Every day of the week I read expert advice. And usually that expert advice has changed from the last time I read it. You know the drill. Fat is bad/ fat is not bad - sugar is bad. In a few years sugar will not be bad (you read it here first). Running is good. Well running a certain amount is good. Running too much is bad. Cholesterol is bad. Well good cholesterol is good, bad cholesterol is bad. Dietary cholesterol is good/bad. To be honest I've lost track now.

My head does be in a spin.

Latest article I read is organic veg is better than conventional. I could have sworn I read a few weeks ago that the top boffins concluded there was no difference in nutritional value.

Can you believe anything they tell you? I'm beginning to think not. Actually I'm kind of glad I have never done what I was told.

I think the answer is to trust your own innate instinct. I trust mine. If I die in the next few years of a heart attack/stroke/cancer, then maybe you can say I should have listened.

I have never believed butter was worse than margarine.

I have never believed any rubbish about cholesterol from the time I read (years ago) that if you eat a low cholesterol diet your body makes it.

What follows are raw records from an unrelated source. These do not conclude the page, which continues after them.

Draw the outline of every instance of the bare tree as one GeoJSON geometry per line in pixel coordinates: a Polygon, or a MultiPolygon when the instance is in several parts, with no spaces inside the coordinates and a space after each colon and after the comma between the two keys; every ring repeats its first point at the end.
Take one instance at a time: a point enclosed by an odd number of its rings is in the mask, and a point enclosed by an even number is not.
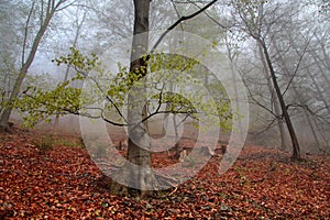
{"type": "Polygon", "coordinates": [[[13,85],[12,92],[9,98],[9,107],[6,107],[6,109],[2,111],[1,118],[0,118],[0,129],[2,131],[7,130],[8,121],[12,111],[12,108],[10,107],[11,102],[16,99],[20,88],[22,86],[22,82],[29,72],[29,68],[31,67],[35,54],[38,50],[40,43],[50,26],[50,23],[54,16],[55,13],[57,13],[61,10],[66,9],[69,7],[73,2],[69,2],[68,0],[33,0],[31,2],[31,8],[26,18],[25,26],[24,26],[24,34],[23,34],[23,45],[22,45],[22,56],[21,56],[21,68],[18,78],[15,79],[15,82],[13,85]],[[35,10],[38,10],[38,28],[36,31],[36,34],[33,36],[32,45],[30,47],[29,45],[29,36],[30,36],[30,25],[33,22],[35,10]]]}

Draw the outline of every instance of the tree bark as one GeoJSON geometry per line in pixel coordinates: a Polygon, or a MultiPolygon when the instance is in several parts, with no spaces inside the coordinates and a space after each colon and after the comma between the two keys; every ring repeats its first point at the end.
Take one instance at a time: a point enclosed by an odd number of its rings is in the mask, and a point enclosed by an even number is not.
{"type": "MultiPolygon", "coordinates": [[[[14,84],[14,86],[13,86],[13,90],[12,90],[12,92],[11,92],[11,95],[10,95],[10,98],[9,98],[9,107],[7,107],[4,110],[3,110],[3,112],[2,112],[2,114],[1,114],[1,118],[0,118],[0,130],[2,130],[2,131],[6,131],[6,130],[8,130],[8,121],[9,121],[9,118],[10,118],[10,114],[11,114],[11,112],[12,112],[12,107],[11,107],[11,105],[12,105],[12,102],[18,98],[18,96],[19,96],[19,92],[20,92],[20,89],[21,89],[21,86],[22,86],[22,82],[23,82],[23,80],[24,80],[24,78],[25,78],[25,76],[26,76],[26,73],[28,73],[28,70],[29,70],[29,68],[30,68],[30,66],[31,66],[31,64],[33,63],[33,59],[34,59],[34,57],[35,57],[35,54],[36,54],[36,51],[37,51],[37,48],[38,48],[38,45],[40,45],[40,42],[41,42],[41,40],[42,40],[42,37],[43,37],[43,35],[44,35],[44,33],[46,32],[46,30],[47,30],[47,28],[48,28],[48,25],[50,25],[50,23],[51,23],[51,20],[52,20],[52,18],[53,18],[53,15],[54,15],[54,13],[55,13],[55,10],[56,10],[56,8],[53,6],[50,6],[51,4],[51,2],[48,3],[48,7],[47,7],[47,14],[46,14],[46,16],[45,16],[45,20],[42,22],[42,24],[41,24],[41,26],[40,26],[40,30],[38,30],[38,32],[36,33],[36,35],[35,35],[35,37],[34,37],[34,40],[33,40],[33,44],[32,44],[32,48],[31,48],[31,51],[30,51],[30,53],[29,53],[29,56],[28,56],[28,59],[26,61],[24,61],[24,52],[25,52],[25,45],[23,45],[23,54],[22,54],[22,67],[21,67],[21,70],[20,70],[20,73],[19,73],[19,76],[18,76],[18,78],[16,78],[16,80],[15,80],[15,84],[14,84]]],[[[56,4],[56,7],[58,7],[59,4],[56,4]]],[[[34,4],[32,6],[32,7],[34,7],[34,4]]],[[[29,24],[29,21],[30,21],[30,18],[31,16],[31,13],[30,13],[30,15],[29,15],[29,18],[28,18],[28,21],[26,21],[26,26],[28,26],[28,24],[29,24]]],[[[26,41],[26,34],[28,33],[28,29],[25,30],[25,40],[24,40],[24,42],[26,41]]]]}
{"type": "Polygon", "coordinates": [[[272,78],[272,81],[273,81],[273,86],[274,86],[274,89],[275,89],[275,92],[277,95],[277,98],[278,98],[278,101],[279,101],[279,106],[280,106],[280,109],[282,109],[282,114],[283,114],[283,117],[285,119],[285,122],[286,122],[286,125],[287,125],[287,129],[288,129],[288,132],[289,132],[289,135],[290,135],[290,139],[292,139],[292,144],[293,144],[292,160],[293,161],[299,161],[301,158],[299,142],[298,142],[298,139],[297,139],[297,135],[296,135],[293,122],[292,122],[290,117],[288,114],[288,111],[287,111],[287,108],[286,108],[286,105],[285,105],[282,91],[279,89],[279,86],[278,86],[278,82],[277,82],[277,77],[276,77],[276,74],[275,74],[275,70],[274,70],[274,67],[273,67],[273,64],[272,64],[272,61],[271,61],[267,47],[265,45],[265,42],[263,42],[261,38],[256,38],[256,40],[260,43],[260,45],[262,46],[262,48],[263,48],[263,53],[264,53],[265,58],[266,58],[266,63],[267,63],[267,66],[268,66],[268,69],[270,69],[270,74],[271,74],[271,78],[272,78]]]}
{"type": "MultiPolygon", "coordinates": [[[[146,62],[142,58],[148,47],[148,13],[150,0],[134,0],[134,30],[131,51],[130,74],[138,76],[138,80],[144,80],[146,75],[146,62]],[[139,35],[143,34],[143,35],[139,35]]],[[[132,85],[128,95],[128,121],[129,143],[128,163],[134,164],[134,168],[124,168],[123,174],[127,186],[121,186],[121,191],[128,191],[128,186],[140,190],[141,197],[148,195],[146,189],[156,189],[155,175],[151,168],[151,152],[147,124],[141,123],[146,117],[146,89],[143,84],[132,85]]],[[[129,167],[129,166],[127,166],[129,167]]],[[[116,186],[116,185],[114,185],[116,186]]]]}
{"type": "Polygon", "coordinates": [[[277,118],[277,125],[278,125],[278,131],[279,131],[279,136],[280,136],[280,148],[286,150],[287,148],[286,138],[285,138],[286,135],[285,135],[283,119],[279,118],[280,109],[279,109],[278,98],[277,98],[277,95],[274,91],[274,88],[273,88],[274,86],[273,86],[272,80],[270,78],[270,72],[268,72],[268,68],[267,68],[267,63],[266,63],[265,56],[263,54],[263,48],[260,44],[258,44],[258,53],[260,53],[260,56],[261,56],[262,64],[264,66],[264,75],[265,75],[265,78],[267,80],[267,87],[268,87],[268,90],[270,90],[270,92],[273,97],[272,105],[274,107],[275,114],[278,117],[277,118]]]}

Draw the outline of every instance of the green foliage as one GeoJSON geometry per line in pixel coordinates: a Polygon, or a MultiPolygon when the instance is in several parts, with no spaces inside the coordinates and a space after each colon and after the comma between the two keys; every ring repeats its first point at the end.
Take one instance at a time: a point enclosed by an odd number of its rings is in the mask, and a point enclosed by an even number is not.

I learned the hard way that too much running was bad when I wasn't able to get out of the bath in my thirties, my knees were so f*cked.

I know it makes sense that vegetables and fruit that have not been doused in pesticides are better for you than those that are not. I don't need any boffin or any of their studies to prove otherwise.

I know that if something smells okay and looks okay despite a use by/sell by, it is.

I know that pink meat won't kill you if you are used to eating it that way (and this includes children).

The human race survived long before boffins had their heads stuck down microscopes so long they couldn't see the bigger picture. 

The question has to be - who do we believe?